On‘March 4, 1912, an execution issued from the city court of Tifton, Ga., in favor of Avery & Company, against W. M. Wall, “trading as the Tifton Sawmill Company," and on the same day was entered on the general execution docket in the clerk’s, office of Tift superior court. On July 30, 1912, this execution was levied on a car of lumber, as the property of Wall, the defendant in fi. fa. For this 'car of lumber the Georgia Southern & Florida Railway Company had issued a bill of lading, which A. C. Morris, as the consignor, transferred and assigned to Wall, the defendant in fi. fa., on July 26, 1912; and, on the same day, the defendant m fi. fa. transferred and assigned to R.' C. Postell, at Tifton, an invoice covering the car of lumber, together with the bill of lading. Upon this evidence the trial judge, we think correctly, directed a verdict finding the property subject to .the levy.

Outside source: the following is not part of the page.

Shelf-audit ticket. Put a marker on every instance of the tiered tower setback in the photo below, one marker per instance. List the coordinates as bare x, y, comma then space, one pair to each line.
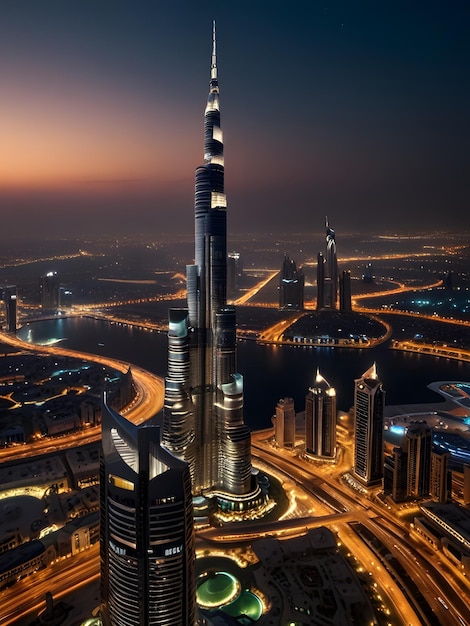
369, 402
203, 421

There can be no question that if Wall had purchased and physically taken possession of the car of lumber, the lien of the judgment in favor of Avery & Company would have attached. Does it not just as fully attach to a car of lumber bought and symbolically transferred? We think so. A bill of lading is a symbol of the articles which it purports to describe,'and the title to the property, could pass by proper transfer of the appropriate symbol. Livingston v. State, 2 Ga. App. 309 (58 S. E. 505); Currie v. State, 3 Ga. App. 274 (59 S. E. 926). By the transfer of the bill of lading, the title to this lumber passed from Morris to Wall. As soon as the title passed to Wall the lien of Avery & Company’s judgment attached; and when, by a like assignment and transfer, the title to the car of lumber was transferred to Postell, he took the lumber, subject to the lien of this judgment. There was, therefore, no error in directing the verdict; for no other verdict could legally have been reached.

The case of Owens v. Atlanta Trust & Banking Co., 112 Ga. 521 (50 S. E. 379), is not in point; nor do the provisions of § 4133 of the Civil Code (1910) apply. The provisions of § 3653 of the code are not applicable to the case at bar, for the reason, as pointed out by Justice Miller in Pollard v. Vinton, 105 U. S. 8 (26 L. ed. 998) : “A bill of lading, notwithstanding it is designed to pass from hand to hand, with or without endorsement, and is efficacious for its ordinary purposes in the hands of the holder, is not a negotiable instrument or obligation in the sense that a bill of exchange or a promissory note is. Its transfer does not preclude, as in those cases, all inquiry into the transaction in which it originated, because it has come into the hands of persons who have innocently paid value for it. The doctrine of bona fide purchasers only applies to it in a limited sense.” Judgment affirmed.